On March 23, 2013, President Xi Jinping raised the concept “a community with a shared future for mankind” in his speech at the Moscow State Institute of International Relations for the first time, when he said: “People live in the same global village, in the same space and in the same time, where history meets the reality of the present. A community with a shared future for mankind has emerged in which everyone is dependent on everyone.” In my understanding, this is the Chinese version of “globalization,” which, while supporting free trade, defends that international trade must be fair and efficient, and international relations have to, above all else, respect the differences between peoples. The globalization of the 90s proclaimed the uniformity of values and standards of behavior that, in reality, promoted the “Westernization” of the world. But, as Xi Jinping said, “All civilizations are rooted in their unique cultural environment. Each embodies the wisdom and vision of a country or nation, and each is valuable for being unique itself.” Chinese diplomacy does not, therefore, aim to make the world more sinicized, but it is contrary to its forced Westernization.
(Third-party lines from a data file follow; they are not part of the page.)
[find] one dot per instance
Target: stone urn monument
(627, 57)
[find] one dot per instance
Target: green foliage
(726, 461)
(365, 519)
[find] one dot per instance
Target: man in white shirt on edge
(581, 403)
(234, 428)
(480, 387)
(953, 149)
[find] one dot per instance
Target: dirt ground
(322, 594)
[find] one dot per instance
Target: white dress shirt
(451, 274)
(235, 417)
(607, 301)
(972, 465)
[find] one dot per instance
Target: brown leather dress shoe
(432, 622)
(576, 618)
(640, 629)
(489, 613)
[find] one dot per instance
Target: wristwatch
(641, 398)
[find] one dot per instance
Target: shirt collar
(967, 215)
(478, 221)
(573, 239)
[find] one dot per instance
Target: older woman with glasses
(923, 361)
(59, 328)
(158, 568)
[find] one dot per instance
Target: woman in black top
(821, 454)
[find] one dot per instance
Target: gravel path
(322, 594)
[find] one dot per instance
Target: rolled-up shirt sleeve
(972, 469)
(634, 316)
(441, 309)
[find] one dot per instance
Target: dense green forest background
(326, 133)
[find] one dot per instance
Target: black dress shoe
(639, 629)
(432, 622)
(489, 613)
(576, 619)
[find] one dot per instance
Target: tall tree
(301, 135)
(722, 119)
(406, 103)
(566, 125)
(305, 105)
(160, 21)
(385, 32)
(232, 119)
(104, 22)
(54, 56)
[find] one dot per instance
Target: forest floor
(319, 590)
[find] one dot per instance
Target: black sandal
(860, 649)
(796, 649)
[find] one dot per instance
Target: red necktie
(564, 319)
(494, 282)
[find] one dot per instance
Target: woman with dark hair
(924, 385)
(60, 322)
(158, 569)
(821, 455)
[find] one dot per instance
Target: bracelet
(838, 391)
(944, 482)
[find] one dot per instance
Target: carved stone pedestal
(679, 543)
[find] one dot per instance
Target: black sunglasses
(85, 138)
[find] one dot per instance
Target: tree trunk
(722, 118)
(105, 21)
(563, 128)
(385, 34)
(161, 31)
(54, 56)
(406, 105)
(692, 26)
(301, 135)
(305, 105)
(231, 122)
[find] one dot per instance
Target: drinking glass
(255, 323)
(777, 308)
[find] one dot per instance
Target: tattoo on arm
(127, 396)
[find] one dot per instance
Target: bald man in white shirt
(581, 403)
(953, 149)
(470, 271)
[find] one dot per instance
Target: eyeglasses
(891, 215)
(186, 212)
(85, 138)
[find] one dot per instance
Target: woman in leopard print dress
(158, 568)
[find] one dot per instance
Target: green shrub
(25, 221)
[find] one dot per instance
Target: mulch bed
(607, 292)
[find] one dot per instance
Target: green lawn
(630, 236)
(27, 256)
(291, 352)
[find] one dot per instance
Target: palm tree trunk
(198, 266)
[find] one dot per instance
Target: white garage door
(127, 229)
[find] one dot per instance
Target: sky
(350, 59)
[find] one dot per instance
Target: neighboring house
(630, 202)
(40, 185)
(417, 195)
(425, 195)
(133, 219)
How can this concept be translated into Chinese diplomatic practice? First, it supports a method of dialogue and cooperation that is based on extensive consultation, joint contributions and shared benefits. On the economic front, it has been translated into the Belt and Road Initiative, which is the only major economic integration project of this 21st century. Based on the connectivity of countries through infrastructure, the Belt and Road Initiative creates the conditions for an effective exchange between peoples, proving to be broader and more open than a superficial free trade zone – an integration model generally preferred by the U.S. – and less complicated and cumbersome than the European model of economic integration. Finally, at the political level, the concept of “building a community with a shared future for mankind” defends the international system’s greater democratization. In the words of Xi Jinping, “Developing countries should have more say and greater representation in this process.” This is a crucial issue for the guarantee of world peace, and it arises from the defense of multilateralism and the strengthening of international organizations.
In his government work report delivered at the Fourth Session of the 13th National People’s Congress on March 5, 2021, Chinese Premier Li Kiqiang stated, “We will actively work to develop global partnerships and promote the building of a new type of international relations and a human community with a shared future. We will continue to pursue the policy of opening up and cooperation and work to make the system of global governance fairer and more equitable.”
For all these elements, Chinese diplomacy points to a reform of the current global governance system. China underlines the relevance of cultural differences in each country and differences in domestic governance models. The concept of “building a community with a shared future for mankind” is a reinterpretation of universalism in the Western style and may usher in a new era of world enlightenment, not to mention new enlightenment in the face of a West that is increasingly immersed in the shadows of xenophobia, populism, anti-science discourse, violence, internal division, protectionism, unilateralism, and fake news.